The taste profile of a Rhône blend will vary according to its individual components, as each variety brings something different to the glass. Grenache, which often forms the base of these blends, is the lightest in color but contributes plenty of ripe red fruit, a plush texture, and often high levels of alcohol. Syrah supplies darker fruit flavors, along with savory, spicy, and meaty notes. Mourvèdre is responsible for a floral perfume as well as body, tannin, and a healthy dose of color. New World examples will lie further along the fruit-forward end of the spectrum, while those from the Old World taste and smell much earthier, often with a “barnyard” character that is attractive to many fans of these wines.

Perfect Pairings

Rhône red blends typically make for very food-friendly wines.
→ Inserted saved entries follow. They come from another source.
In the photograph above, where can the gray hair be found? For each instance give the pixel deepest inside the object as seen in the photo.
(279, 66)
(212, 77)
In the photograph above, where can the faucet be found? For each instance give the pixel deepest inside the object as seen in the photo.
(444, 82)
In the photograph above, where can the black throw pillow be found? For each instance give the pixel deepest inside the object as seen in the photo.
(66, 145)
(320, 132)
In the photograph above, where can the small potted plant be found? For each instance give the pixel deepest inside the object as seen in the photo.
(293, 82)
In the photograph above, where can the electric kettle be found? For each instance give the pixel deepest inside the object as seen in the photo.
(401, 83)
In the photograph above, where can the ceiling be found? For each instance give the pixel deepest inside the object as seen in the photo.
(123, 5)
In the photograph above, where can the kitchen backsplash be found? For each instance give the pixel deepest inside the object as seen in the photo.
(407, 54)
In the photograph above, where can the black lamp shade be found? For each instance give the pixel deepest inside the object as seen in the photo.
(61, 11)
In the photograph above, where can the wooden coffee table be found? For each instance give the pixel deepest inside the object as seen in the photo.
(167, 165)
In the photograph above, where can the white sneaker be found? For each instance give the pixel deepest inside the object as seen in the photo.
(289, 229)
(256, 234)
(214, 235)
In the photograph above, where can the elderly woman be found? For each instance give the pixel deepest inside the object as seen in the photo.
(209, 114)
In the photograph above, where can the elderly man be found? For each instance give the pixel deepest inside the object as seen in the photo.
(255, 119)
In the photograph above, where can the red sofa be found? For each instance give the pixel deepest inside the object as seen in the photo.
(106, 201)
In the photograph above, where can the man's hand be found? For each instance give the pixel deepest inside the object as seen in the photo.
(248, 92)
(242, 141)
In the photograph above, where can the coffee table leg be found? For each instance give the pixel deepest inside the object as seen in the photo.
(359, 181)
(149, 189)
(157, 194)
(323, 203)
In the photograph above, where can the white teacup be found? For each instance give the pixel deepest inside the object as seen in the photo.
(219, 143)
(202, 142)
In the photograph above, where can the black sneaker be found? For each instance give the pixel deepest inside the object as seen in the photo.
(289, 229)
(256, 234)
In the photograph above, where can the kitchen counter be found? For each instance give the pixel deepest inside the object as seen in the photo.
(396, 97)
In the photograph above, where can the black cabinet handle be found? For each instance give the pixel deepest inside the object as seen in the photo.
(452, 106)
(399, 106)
Depending on the weight and alcohol level, these can work with a wide variety of meat-based dishes—they play equally well with beef, pork, duck, lamb, or game. With their high acidity, these wines are best-matched with salty or fatty foods, and can handle the acidity of tomato sauce in pizza or pasta. Braised beef cheeks, grilled lamb sausages, or roasted squab are all fine pairings.

Sommelier Secret

Some regions like to put their own local spin on the Rhône red blend—for example, in Australia’s Barossa Valley, Shiraz is commonly blended with Cabernet Sauvignon to add structure, tannin, and a long finish. Grenache-based blends from Priorat often include Carignan (known locally as Cariñena) and Syrah, but also international varieties like Merlot and Cabernet Sauvignon. In California, anything goes, and it is not uncommon to see Petite Sirah, Zinfandel, or even Tempranillo make an appearance.